On that court stood a 14-year-old boy. The year was 1985, and the boy was William Gates. The young costar of Hoop Dreams would spend a lot of time dunking and pump-faking over the next four years, trailed by a documentary crew as he followed his dream of playing in the NBA. Gates never quite made it to the pros, and his struggles underscore what was once a fact of life in Cabrini-Green. With so few options available to them, too many of the area’s young residents were left with big dreams and little to fall back on.
Planting the Seeds for Change
But life for the kids at the Frances Cabrini Homes is starting to change, thanks in part to the ongoing efforts of Chicago Lights. The outreach organization has served the Cabrini-Green community for nearly half a century, beginning with a one-on-one tutoring program established in 1964. But Chicago Lights’ newest program is one of its most promising yet. Where the Hoop Dreams court once stood, there’s now a lush urban farm that gives kids a lot more than a game of five-on-five.
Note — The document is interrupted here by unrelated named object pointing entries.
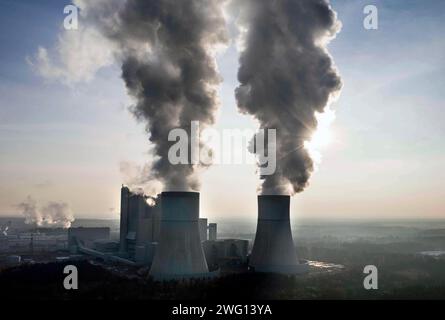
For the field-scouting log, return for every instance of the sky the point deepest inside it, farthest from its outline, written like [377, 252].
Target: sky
[65, 142]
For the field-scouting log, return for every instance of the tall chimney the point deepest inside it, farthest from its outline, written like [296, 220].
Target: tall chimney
[179, 253]
[273, 249]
It gives them a safe sanctuary where they can grow organic produce and develop the skills necessary for a career in urban agriculture.
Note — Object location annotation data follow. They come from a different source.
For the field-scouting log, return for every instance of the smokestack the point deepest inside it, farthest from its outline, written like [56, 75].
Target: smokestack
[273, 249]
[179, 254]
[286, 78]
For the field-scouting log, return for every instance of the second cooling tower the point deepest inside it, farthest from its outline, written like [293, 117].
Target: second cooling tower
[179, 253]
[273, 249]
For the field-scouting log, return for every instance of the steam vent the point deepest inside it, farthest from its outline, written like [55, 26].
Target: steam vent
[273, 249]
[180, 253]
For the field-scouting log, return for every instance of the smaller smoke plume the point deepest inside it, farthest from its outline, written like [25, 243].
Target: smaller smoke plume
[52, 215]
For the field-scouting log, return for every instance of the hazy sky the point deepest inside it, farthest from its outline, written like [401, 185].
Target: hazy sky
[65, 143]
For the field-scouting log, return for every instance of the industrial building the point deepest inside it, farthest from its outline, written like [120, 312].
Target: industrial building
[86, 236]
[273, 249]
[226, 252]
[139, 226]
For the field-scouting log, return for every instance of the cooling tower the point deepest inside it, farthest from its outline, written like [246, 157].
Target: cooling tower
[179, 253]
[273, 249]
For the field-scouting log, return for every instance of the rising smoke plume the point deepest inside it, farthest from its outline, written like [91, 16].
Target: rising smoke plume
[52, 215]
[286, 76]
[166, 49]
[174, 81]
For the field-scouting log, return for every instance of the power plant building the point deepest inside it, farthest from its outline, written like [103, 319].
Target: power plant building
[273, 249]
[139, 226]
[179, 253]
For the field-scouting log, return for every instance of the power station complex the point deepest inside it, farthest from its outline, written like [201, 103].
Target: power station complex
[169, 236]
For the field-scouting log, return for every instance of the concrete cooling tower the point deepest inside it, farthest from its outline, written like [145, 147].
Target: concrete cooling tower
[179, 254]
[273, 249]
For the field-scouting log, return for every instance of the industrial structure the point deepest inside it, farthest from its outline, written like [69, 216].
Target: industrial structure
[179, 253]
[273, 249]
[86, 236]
Such a sanctuary is a promising development in a neighborhood that was once a paradigm of inner-city poverty. When the Chicago Housing Authority announced a controversial plan to transform the area in 1999, Chicago Lights seized the opportunity to make a positive change. According to urban-farm program director Natasha Holbert, Chicago Lights was uniquely suited to step in and help, thanks to its longstanding relationship with the residents of Cabrini-Green. “We wanted to stake a claim in this neighborhood,” she explains. “We wanted to be a voice for some of the people who were being forced out of their homes.”
The neighborhood has changed rapidly in recent years, and residents of the row houses have indeed struggled to make their voices heard. Chicago Lights has done what it can to combat this, including making garden plots available only to people living or working within a five-block radius. “This is one of our ways of trying to build a bridge community in the area,” Holbert says. “There are so many people who are moving in and people who have been here their whole lives. … This is a way to build a relationship around something we all have in common.”
From Community Garden to Urban Farm
Giving longtime residents a place to grow produce wasn’t enough, however. To truly make a difference, Chicago Lights had to find a way to level the economic playing field. That’s where the Urban Farm comes in. Founded in 2010 as a partnership with nonprofit Growing Power, the Farm instantly became a hot topic of conversation among the local youth. “They came here on the first day,” Holbert remembers. “Some of them were like, ‘What’s going on? This used to be an empty lot!’”
The kids were curious enough to stick around, and the Urban Farm eventually developed programming that catered to their interests. “That’s the beautiful thing about it,” Holbert says. “Some of these kids have actually grown up on this site.” One of those kids is an oft-touted 19-year-old named Malcolm, who began making daily visits to the garden as a young child. Malcolm was instrumental in transforming the community garden into a fully functional urban farm, showing his peers the ins and outs of composting and harvesting. Today, he’s a full-time staffer with Growing Power.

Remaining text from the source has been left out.